The story of the Wraiths is unique among “Star Wars” stories in a lot of ways. It follows famed Rebel pilot Wedge Antilles as he assembles a hybrid starfighter/foot soldier squadron of emotionally unstable washouts — in hopes that such a group might approach apparently normal war scenarios in really unpredictable ways, and that’s exactly what happens. It’s the most human of all the “Star Wars” stories, full of truth.
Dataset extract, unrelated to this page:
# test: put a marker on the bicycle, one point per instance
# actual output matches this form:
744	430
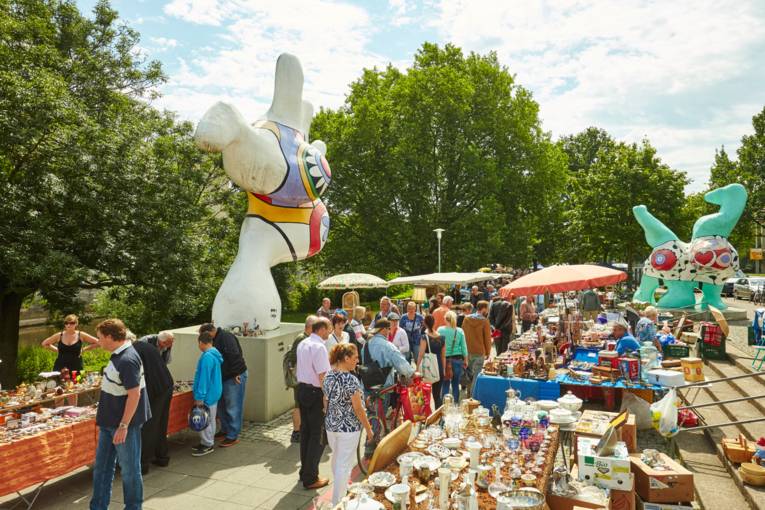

  1. “Revenge of the Sith” (2005)

In a stroke of brilliance, LucasFilm had one of its best “Star Wars” authors, Matthew Woodring Stover, write the novelization of “Revenge of the Sith.” It’s so good it might trick you into remembering fondly the awful movie on which it’s based. It’s also notable as a film novelization because it leans heavily on the Expanded Universe, with other books being referenced heavily. And that’s why it qualifies for this list — a lot of stuff here isn’t part of the canon anymore.

  1. “Starfighters of Adumar” (1999)

The late Aaron Allston authored many of the best Expanded Universe stories, and “Starfighters of Adumar” is where really got to cut loose. Wedge Antilles and pals Tycho, Hobbie and Janson, are sent as diplomats to a newly discovered planet full of people who pretty don’t give a shit about anyone who isn’t a fighter pilot. It’s incessantly funny and weird — a great little side story that’s as witty as they get in this universe.

  1. “Iron Fist” (1998)

The Wraiths, now a unit with some missions under their belts, go undercover as a mercenary pirate gang in hopes of being hired by the biggest Imperial threat at that time, the Warlord Zsinj. It’s harrowing as hell, and an escalation of the themes established in “Wraith Squadron,” as the group struggles (and often fails) to keep it together mentally.

  1. “Traitor” (2002)

The peak of the “New Jedi Order,” and where the purpose of its overall narrative arc was revealed. In the ’90s, the “Star Wars” Expanded Universe got really moralistic and stuffy, and “Traitor” was a total refutation of that approach. It’s the darkest “Star Wars” story ever written, but it serves a positive agenda in the end: Maybe the Force isn’t black and white and the Jedi don’t need to stand around wondering about the moral implications of every little thing they do. It was a really great change for storytelling in the “Star Wars” universe.